Project Context and Objectives:
Autoclave processing is recognised in aerospace as the process that produces high performance composite structures of large size and complex shape. Composite parts manufactured in autoclave are widely used in order to benchmark the quality of composite parts produced using other manufacturing processes such as Resin Transfer Moulding (RTM) and Resin Infusion (RI).
Autoclave is generally recognised as an expensive manufacturing process both in terms of capital investment and in energy usage.
The need for the OPTOCLAVE project initiated from the challenge to control the temperature in large autoclaves. Temperature control in autoclaves is generally poor with temperature overshoots of >10°C being typically observed. The reason for this lack of accurate control is the convective heat transfer mechanism and the need to heat a large volume of air in order to cure the part. The slow transfer of heat through convection is coupled with the faster conduction mechanism from the metallic tool to the composite and the very fast autocatalytic polymerisation reaction.
The ultimate aim of the project is to provide software that can simulate the cure process inside the autoclave and provide information about the material state of the composite.
In order to achieve the above aim, a number of objectives were defined:
• Analyse the materials defined by the Topic Manager and develop material state models.

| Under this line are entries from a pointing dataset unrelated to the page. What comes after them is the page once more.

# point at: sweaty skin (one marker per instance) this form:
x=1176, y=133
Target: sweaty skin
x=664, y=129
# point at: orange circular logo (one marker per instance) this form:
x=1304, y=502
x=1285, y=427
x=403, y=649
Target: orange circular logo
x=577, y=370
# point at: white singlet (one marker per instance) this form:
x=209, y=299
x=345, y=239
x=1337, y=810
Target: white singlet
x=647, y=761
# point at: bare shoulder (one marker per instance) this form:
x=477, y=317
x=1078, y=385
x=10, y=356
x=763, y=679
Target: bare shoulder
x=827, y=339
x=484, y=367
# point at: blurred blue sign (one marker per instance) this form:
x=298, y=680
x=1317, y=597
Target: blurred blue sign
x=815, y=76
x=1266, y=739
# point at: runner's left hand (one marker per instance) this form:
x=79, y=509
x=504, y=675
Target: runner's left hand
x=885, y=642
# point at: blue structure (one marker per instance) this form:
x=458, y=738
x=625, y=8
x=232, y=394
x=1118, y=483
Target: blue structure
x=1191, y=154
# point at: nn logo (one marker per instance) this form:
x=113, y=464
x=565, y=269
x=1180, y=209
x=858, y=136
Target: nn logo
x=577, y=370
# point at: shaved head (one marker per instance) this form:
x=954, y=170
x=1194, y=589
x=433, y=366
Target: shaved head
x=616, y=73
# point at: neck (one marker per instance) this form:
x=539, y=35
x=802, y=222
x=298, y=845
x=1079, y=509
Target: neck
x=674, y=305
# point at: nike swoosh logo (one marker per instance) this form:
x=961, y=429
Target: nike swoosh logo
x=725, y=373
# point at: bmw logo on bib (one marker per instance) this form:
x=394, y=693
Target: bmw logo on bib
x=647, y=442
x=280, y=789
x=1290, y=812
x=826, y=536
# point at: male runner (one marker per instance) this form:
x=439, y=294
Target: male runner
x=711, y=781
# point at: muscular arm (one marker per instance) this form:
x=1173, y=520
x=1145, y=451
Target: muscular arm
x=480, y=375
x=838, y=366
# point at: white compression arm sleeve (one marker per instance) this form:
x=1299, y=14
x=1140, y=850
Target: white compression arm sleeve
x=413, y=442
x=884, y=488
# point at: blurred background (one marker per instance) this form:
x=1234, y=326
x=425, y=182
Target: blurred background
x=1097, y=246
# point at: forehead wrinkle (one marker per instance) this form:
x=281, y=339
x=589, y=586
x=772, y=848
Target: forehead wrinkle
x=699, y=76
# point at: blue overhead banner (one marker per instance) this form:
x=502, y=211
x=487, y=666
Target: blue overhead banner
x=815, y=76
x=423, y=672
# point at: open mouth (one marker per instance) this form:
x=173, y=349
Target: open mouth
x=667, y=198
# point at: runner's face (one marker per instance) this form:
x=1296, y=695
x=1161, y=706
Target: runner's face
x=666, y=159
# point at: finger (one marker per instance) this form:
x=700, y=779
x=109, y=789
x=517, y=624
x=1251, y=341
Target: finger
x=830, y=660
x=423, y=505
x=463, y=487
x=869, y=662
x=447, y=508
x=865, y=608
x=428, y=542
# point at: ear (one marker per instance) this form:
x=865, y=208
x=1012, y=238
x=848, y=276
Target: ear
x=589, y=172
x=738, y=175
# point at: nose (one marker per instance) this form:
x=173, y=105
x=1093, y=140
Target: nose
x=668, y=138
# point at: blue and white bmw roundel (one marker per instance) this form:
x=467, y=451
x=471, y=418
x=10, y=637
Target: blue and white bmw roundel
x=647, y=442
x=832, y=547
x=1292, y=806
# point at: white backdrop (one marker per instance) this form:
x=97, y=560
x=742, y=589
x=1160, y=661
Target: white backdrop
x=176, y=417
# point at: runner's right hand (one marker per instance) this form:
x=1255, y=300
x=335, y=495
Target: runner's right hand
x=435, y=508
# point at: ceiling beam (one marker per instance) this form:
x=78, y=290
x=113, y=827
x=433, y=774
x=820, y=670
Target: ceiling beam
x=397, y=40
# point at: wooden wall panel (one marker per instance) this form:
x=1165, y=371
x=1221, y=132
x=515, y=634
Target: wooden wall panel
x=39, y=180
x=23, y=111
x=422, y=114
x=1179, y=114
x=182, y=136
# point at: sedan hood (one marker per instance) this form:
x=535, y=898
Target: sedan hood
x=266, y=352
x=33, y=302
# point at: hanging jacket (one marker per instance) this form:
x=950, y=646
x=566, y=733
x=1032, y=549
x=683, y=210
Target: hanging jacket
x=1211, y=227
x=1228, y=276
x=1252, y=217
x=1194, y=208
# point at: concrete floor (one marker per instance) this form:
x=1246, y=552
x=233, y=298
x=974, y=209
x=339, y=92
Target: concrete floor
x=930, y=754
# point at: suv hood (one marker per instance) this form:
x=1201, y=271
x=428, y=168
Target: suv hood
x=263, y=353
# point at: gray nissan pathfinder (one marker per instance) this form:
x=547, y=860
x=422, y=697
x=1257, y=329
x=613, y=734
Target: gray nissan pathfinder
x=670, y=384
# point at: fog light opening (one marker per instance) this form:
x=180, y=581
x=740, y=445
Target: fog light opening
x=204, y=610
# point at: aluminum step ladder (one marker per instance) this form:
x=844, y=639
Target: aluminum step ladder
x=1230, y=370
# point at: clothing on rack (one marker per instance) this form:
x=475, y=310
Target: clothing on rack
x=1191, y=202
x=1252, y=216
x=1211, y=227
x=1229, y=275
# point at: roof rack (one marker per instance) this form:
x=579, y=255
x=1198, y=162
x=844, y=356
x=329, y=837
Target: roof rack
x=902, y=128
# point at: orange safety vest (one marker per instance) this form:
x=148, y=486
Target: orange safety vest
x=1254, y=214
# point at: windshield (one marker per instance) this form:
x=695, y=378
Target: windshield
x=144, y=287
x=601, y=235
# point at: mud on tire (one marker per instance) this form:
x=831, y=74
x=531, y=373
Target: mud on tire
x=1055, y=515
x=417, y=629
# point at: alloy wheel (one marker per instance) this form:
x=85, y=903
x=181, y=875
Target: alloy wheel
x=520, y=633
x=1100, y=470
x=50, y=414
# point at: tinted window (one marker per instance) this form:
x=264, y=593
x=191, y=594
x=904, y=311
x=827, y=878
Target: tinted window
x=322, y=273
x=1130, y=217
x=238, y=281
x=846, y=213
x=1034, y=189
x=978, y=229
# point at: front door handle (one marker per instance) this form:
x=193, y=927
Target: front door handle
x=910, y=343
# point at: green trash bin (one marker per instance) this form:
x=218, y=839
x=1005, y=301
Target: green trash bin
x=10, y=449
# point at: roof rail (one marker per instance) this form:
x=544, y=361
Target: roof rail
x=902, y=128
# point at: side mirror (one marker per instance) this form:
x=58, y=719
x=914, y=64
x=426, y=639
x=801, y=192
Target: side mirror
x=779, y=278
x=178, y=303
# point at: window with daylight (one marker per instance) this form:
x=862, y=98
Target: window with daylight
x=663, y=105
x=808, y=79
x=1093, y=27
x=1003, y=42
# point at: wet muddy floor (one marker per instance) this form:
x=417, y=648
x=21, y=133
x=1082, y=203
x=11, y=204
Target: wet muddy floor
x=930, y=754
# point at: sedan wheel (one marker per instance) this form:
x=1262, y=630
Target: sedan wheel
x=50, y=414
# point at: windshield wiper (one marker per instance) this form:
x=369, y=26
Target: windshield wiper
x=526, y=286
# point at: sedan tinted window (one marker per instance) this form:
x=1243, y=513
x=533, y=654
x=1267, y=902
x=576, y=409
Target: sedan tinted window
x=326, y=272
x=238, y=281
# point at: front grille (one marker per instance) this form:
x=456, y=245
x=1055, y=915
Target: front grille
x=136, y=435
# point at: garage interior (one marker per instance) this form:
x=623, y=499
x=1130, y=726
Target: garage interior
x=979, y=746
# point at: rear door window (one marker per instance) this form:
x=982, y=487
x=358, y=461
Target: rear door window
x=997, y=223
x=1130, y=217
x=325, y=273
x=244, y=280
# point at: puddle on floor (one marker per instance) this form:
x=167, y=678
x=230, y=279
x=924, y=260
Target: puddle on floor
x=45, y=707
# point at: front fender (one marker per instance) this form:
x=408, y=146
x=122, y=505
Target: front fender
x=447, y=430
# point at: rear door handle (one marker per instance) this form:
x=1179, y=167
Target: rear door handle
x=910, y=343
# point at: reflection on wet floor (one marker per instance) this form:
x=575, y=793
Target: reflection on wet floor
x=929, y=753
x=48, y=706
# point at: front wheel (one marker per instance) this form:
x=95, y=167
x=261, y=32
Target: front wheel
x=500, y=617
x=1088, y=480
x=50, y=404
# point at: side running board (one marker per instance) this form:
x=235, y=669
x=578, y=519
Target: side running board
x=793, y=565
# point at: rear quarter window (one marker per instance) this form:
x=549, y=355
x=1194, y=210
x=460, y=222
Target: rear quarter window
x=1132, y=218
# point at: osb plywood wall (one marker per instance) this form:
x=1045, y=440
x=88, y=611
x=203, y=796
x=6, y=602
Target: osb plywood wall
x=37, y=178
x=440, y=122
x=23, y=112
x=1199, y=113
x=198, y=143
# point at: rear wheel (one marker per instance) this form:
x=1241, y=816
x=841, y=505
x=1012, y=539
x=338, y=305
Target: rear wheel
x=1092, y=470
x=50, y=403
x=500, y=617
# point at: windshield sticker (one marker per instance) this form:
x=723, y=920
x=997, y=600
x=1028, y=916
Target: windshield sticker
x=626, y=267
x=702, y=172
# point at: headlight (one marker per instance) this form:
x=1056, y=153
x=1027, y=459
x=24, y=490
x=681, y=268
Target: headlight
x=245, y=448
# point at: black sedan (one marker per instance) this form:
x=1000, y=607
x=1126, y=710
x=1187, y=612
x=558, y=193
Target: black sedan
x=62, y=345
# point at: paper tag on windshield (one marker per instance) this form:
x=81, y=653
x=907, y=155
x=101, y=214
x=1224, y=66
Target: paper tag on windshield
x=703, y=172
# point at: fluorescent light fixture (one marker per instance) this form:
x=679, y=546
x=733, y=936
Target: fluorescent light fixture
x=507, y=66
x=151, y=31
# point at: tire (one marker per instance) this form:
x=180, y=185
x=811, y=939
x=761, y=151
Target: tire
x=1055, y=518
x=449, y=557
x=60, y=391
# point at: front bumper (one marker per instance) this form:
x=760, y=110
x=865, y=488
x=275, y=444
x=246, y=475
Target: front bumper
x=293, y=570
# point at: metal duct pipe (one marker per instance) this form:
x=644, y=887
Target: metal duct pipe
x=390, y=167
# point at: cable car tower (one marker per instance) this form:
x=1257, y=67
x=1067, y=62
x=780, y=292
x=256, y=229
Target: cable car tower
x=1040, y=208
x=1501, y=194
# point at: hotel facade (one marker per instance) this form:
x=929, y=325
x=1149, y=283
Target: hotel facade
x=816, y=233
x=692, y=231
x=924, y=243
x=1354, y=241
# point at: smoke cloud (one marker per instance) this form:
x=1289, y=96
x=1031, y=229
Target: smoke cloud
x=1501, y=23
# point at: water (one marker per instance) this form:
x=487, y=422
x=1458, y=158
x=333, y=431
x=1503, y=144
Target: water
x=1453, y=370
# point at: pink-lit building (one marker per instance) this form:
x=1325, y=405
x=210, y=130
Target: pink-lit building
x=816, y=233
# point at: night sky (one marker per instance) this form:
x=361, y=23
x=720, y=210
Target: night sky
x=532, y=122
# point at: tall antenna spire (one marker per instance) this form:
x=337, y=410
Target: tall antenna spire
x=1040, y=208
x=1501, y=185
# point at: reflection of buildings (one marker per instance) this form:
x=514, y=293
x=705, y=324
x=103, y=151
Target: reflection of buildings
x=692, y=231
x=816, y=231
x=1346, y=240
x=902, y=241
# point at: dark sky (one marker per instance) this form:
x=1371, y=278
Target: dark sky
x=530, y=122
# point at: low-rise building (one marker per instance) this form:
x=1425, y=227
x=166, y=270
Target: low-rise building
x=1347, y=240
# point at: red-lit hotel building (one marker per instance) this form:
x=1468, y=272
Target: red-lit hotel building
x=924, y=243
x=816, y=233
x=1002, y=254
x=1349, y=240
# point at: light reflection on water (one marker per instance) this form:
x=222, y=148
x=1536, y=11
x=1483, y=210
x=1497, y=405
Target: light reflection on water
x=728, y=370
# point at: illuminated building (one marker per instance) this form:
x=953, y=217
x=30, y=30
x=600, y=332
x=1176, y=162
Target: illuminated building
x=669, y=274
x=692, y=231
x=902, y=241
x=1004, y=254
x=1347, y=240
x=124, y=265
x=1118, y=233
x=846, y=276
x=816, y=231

• Develop an optimisation algorithm for the autoclave process that takes into account the equipment constraints (for example, the maximum heating rate that can be achieved), the material state properties, the part geometry and shape, and customer specifications (for example a pre-defined time the part needs to stay at a specific temperature).
• Develop an auto-learning algorithm that can perform system identification from temperature signals and dielectric sensors embedded in the part.
• Include all the models and algorithms in one single software that can be readily used by the Topic Manager
• Install final version of the software to the Topic Manager site and train personnel in its use.
In addition to the above objectives, a further objective has been agreed between the Topic Manager and the consortium:
• Estimate the energy savings achieved by the optimized cure process that is calculated by the optimization algorithm.
Project Results:
The work had two phases, depicted in the two RTD Work Packages of the programme.
In the first phase, the methodology of the optimisation algorithm was developed. Also, the materials, demonstrator part and process were defined by the Topic Manager. An experimental analysis of the materials was performed in order to develop material state models that were incorporated in the final software.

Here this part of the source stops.